Since, in an experimental gene/protein set that can be analyzed with the help of FunGeneNet, for some reason only a small part of the biological process under investigation may appear, we explored how much the accuracy of the method depends on the completeness of the data on the observed process. Figure 7 shows the ROC curves for different portions of GO biological processes for which the network is built. It can be observed from the figure that, as expected, with a decrease in the proportion of proteins over which the network is built, the area under the ROC curve decreases. For protein sets composed of 5–10% of all proteins assigned to the GO biological process, the classification is weaker, but not yet random, and for sets of 1–2.5%, it is close to random.

Thyroid cancer network

Papillary thyroid cancer is the most common form of thyroid cancer [48]. In the dbDEPC database, we identified data from three experiments on papillary thyroid cancer: EXP00039 (E39), EXP00050 (E50) and EXP00051 (E51). E39 contained a list of 30 differentially expressed proteins [49]. E50 and E51 were conducted within the same work and gave an identical list of 16 proteins for two different variants of cancer cell types [50]. At the intersection between the E39 and E50 lists, there were five proteins: ANXA1, Beta-actin, Moesin, FTL and Galectin-3.

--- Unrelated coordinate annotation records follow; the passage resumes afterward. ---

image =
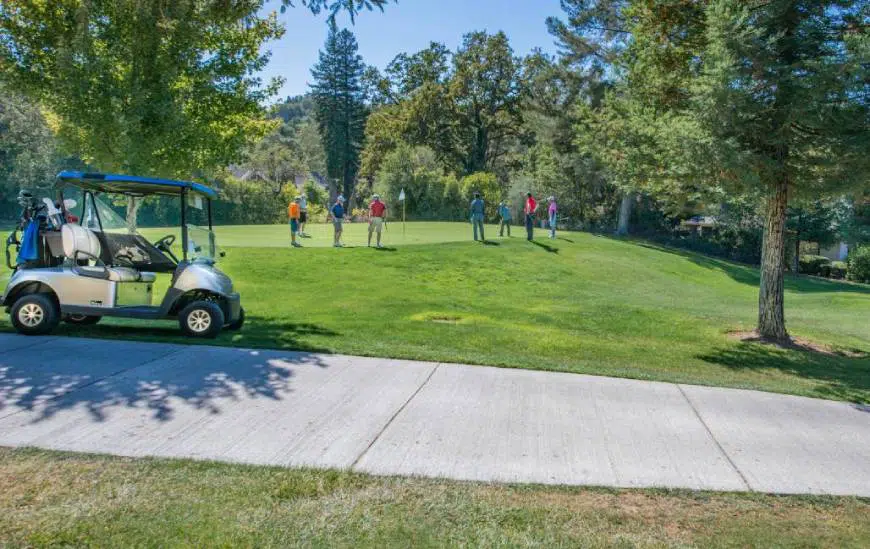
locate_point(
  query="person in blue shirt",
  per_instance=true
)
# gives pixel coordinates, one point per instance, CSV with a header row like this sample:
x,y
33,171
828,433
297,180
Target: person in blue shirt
x,y
504,212
477,216
337,213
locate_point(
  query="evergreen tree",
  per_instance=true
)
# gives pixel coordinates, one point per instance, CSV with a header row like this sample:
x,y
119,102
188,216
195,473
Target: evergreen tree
x,y
341,112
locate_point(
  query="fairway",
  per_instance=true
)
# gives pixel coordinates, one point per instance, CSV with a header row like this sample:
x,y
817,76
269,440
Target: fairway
x,y
581,303
355,234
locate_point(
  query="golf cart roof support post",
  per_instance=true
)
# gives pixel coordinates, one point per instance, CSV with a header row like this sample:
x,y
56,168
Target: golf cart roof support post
x,y
184,224
96,211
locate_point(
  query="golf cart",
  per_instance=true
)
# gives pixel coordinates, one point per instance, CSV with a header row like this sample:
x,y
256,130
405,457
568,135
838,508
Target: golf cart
x,y
102,267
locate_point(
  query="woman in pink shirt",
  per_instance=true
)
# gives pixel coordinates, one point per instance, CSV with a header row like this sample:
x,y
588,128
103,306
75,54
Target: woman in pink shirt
x,y
529,210
551,210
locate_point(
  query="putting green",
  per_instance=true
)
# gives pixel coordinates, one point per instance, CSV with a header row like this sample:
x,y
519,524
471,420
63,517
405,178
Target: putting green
x,y
581,303
355,234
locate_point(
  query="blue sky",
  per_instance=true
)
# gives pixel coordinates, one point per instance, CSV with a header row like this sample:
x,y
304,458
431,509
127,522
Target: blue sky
x,y
407,26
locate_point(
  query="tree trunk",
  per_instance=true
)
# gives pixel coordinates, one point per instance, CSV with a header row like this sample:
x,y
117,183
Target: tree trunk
x,y
133,204
796,260
771,315
625,213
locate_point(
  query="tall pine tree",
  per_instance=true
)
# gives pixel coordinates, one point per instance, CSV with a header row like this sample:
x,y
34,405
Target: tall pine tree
x,y
341,112
766,97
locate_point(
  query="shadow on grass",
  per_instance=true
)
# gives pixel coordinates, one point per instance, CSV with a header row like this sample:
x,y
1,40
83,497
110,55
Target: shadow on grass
x,y
50,375
547,247
839,377
749,274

Using FunGeneNet, we reconstructed networks for E39 (Additional file 3) and E50 (Additional file 4), as well as for intersection (Additional file 5) and union (Additional file 6) of the protein lists. The results of comparing networks E39 and E50 with random networks are listed in Table 2.

Apoptosis network

As an example, we considered a functional network formed by genes/proteins participating in the GO apoptotic process [GO: 0006915]. Apoptosis is known to be necessary for the normal development and functioning of the organism and is also of key importance in mechanisms of many diseases, such as neurodegenerative and cancer diseases [51,52,53]. A wide range of interactions is involved in this process, including the protein–protein interaction and regulatory links that determine the regulation of gene expression, as well as the regulation of protein activity and transport, etc. The identification of the significance of different connection types in the gene network of the apoptotic process can help to better understand the mechanisms of functioning and the role of participants of this complex biological process.

The protein list of apoptosis according to UniProt-GOA included 593 proteins (Additional file 7: Table S4). The network included 591 proteins, 585 genes and 12,529 interactions (Additional file 8: apoptotic process.andz).

FunGeneNet established the apoptosis network as functionally enriched by the types of “activity and transport regulation” (p-value = 3.95e-09), “catalysis” (p-value = 3.06e-06), “coexpression” (p-value = 3.09e-02), “interaction” (p-value = 3.24e-76) and “all types” (ANDSystem p-value = 1.46e-30, STRING p-value = 0). All networks for these types of links generally correspond to the power law of vertex degree distribution (Additional file 7: Table S4). This means that a small fraction of vertices aggregates most of the connections and these vertices can be of considerable interest.